I consider it Japan’s answer to MDK. There’s a lot more spatial awareness going on in that game than almost any other Mikami game made before or after. Not as conscious as MDK spatially but far more so than most 3D action games coming out at that time. Hell, I would say most action games miss this nuanced element overall even to this day.
The one thing I would change/add to it would be a sideways jump arc the same as the forward or backwards jump so I could shoot at the big lazer turrets and dodge around them at the same time.
So, stupid ol’ me accidentally deleted my save game for Baten Kaitos. I was just onto Disc 2, and was attempting to use the drive with the save game on it to create a Wnidows 10 installation drive. Turns out that it does not respect partitions and just formats the whole drive! Without telling you!
So that’s attempt 4 thwarted. I’m so mad.
I think I’m going to start it AGAIN.
This will be the most work I’ve ever put into finishing a game under incredibly stupid circumstances. The second most work was when I played through Earthbound too quickly and got to the end under levelled. I couldn’t beat a single enemy to get any experience points whatsoever, and Giygas kept killing me. I found a Gameshark code that would level you to 99 IF you got any experience points, which I couldn’t do.
So I restarted the game. I was playing on emulator so I could fast forward, but I went through the entire game a second time.
I got to the end and uh
Giygas still wouldn’t die.
That’s when I found out you have to pray to beat the end boss.
Which I could have done the first time.
Anyway, moral of the story: I’m a fuckin idiot and I’m dedicated to a few games beyond reason.
IIRC I actually got to the stage of Giygas (barely) where praying would have worked, and even ended up surviving a few rounds of damage. I think I probably could have done it.
I couldn’t play Nocturne the other day because the missus was watching the bowl, so on a whim I fired up Banished, which has been languishing on my hard drive unplayed for the last couple years. (Spoilers ahead)
My first town seemed to be going well. I took what I believe was Cuba’s advice and planted a bunch of apples, and everything was going smoothly until everyone started dying of old age. Apparently, building more houses is the key to getting children but I had no idea. Oops. Hilariously, the simulation keeps going even after everyone is dead, so I just let it go for a while and watched the trees slowly return.
So then on my second town I built housing at a steady clip, only to have half the town die of starvation. Oops, again. I went back to an earlier save and this time built at a more measured pace, and seem to have achieved a decent equilibrium. The kids aren’t growing up fast enough to replace the old ones dying, but I seem to have stopped the overall population decline. I never seem to have quite enough firewood, though. Also, what the hell is up with the exorbitant prices on seeds? I want to plant some different crops but can never afford it.
Anyway, long story short, I’m thoroughly addicted to this damn game. I’ve never had the patience for sim city-likes but this I really dig.
I love Banished. It’s quite peculiar in that it feels somewhat like a roquelike, meaning you can dip in and out without losing track of the more elaborate long term goals sim-city clones seems to be stuffed with.
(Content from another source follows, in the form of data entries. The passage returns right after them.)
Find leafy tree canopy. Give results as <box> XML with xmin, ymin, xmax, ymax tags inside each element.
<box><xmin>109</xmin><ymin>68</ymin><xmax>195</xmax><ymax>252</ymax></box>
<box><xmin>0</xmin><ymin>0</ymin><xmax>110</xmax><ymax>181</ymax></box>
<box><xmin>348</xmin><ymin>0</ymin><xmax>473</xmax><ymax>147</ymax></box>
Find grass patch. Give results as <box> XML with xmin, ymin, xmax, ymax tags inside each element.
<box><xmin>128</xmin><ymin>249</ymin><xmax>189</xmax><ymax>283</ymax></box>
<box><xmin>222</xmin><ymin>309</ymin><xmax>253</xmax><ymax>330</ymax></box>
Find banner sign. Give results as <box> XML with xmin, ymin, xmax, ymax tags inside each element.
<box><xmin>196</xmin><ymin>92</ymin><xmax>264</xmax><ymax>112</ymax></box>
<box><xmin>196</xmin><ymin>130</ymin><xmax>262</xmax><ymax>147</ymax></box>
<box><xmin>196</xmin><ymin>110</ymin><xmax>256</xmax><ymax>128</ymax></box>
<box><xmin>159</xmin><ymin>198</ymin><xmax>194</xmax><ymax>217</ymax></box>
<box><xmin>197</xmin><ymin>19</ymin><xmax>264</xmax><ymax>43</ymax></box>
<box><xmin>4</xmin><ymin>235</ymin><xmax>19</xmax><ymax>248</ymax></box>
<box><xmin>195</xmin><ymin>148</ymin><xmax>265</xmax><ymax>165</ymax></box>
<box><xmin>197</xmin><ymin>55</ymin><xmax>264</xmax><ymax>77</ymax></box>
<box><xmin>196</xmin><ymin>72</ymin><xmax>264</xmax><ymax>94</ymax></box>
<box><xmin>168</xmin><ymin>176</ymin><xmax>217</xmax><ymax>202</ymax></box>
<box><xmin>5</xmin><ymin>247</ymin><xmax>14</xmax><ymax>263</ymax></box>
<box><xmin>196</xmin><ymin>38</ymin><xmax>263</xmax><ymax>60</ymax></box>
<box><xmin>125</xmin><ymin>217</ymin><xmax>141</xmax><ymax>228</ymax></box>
Just finished watching a Let’s Play of Captain Blood for the Atari ST. I’m quite amazed at how successfully the game uses symbols to convey the inputs of the interface as well as a universal language for multiple races across an imagined galaxy. It creates a very alienating experience when travelling unlike most space sims out there; reaching new locations by deducing what an alien from a previous location has vaguely communicated.
It’s like some kind of a maze-linguist space simulator.
The premise of the game is very unique too, I find. Phillipe Ulrich might just be an unsung genius here…
Bob Morlock is a game designer who has just developed a new sci-fi video game set in outer space and alien worlds. While testing the product Morlock inexplicably finds himself in the spaceship within the game. A hyperspace accident clones him thirty times. Each of the clones departs, taking with him a portion of a vital fluid that sustains Morlock’s life. Assuming the persona of the brave Captain Blood, the programmer tracks down and disintegrated twenty-five clones, spending 800 years to achieve that goal. However, five clones still remain, hidden somewhere in the depths of the galaxy. Captain Blood must find these clones and destroy them before he loses his own life.